Logo depois, as discussões passaram para o campo da interculturalidade e descolonialização com o sociólogo boliviano Marcelo Sarzuri. Marcelo é pesquisador no Instituto Internacional de Integración del Convenio Andrés Bello (IIICAB) e coordenador da revista “Integra Educativa”. O autor luta contra a discriminação e fala sobre o movimento cultural na Bolívia.
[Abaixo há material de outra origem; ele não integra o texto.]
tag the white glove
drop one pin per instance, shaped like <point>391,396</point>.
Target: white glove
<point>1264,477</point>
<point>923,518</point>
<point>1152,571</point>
“A primeira vez que escrevi um artigo de opinião o editor publicou ‘jovem intelectual aimara’. Observei a forma que o outro me estava olhando, me dando uma identidade. Na Bolívia há um movimento cultural que transforma, é um país que está em constante movimento. Pensei em como nos liberamos daquilo que aprendemos desde criança: a nos odiarmos. Esta é a marca da colonialidade. Acredito na expressão artística como um escape da estrutura social, na democratização cultural no ensino”.
As exposições de ideias se encerraram com o poeta, cronista e produtor cultural Sérgio Vaz. Morador do extremo sul da periferia de São Paulo, Sérgio ficou famoso por organizar, a partir de 2001, a Cooperifa, cooperativa de artistas da periferia. Organizou a famosa Semana de Arte Moderna na Periferia e o projeto Cinema na Laje, “em que nunca passou um filme de Holywood”.
“Criamos no Bar do Zé Batidão o Sarau da Cooperifa, onde há 17 anos, todas as terças-feiras a comunidade se encontra para falar e ouvir poesia. A literatura deixou de ser sagrada para ser sagrado o leitor. Para mim, literatura é como o samba, o funk e o futebol. Está todo mundo aprendendo um com o outro. As pessoas estão se apropriando da palavra, e isso se espalhou nas escolas públicas de São Paulo. Queremos que sejamos nós a contar nossa história. Estamos consumindo e produzindo nossa literatura. Estou muito feliz de estar aqui em Corumbá, conversando olho no olho. Estamos repartindo, viemos aprender também”.
Depois das palestras, foi iniciado um bate-papo com participação do público. Apresentações culturais com Vinil Moraes e a Orquestra Vai Quem Vem, de Campo Grande, enriqueceram o evento literário. Esta grande festa foi encerrada com sessões de autógrafos, vendas de livros e com os presentes saboreando o quebra-torto com pratos típicos da comitiva pantaneira – arroz de carreteiro, feijão gordo, paçoca, mandioca – produzido pela equipe culinária do Moinho Cultural.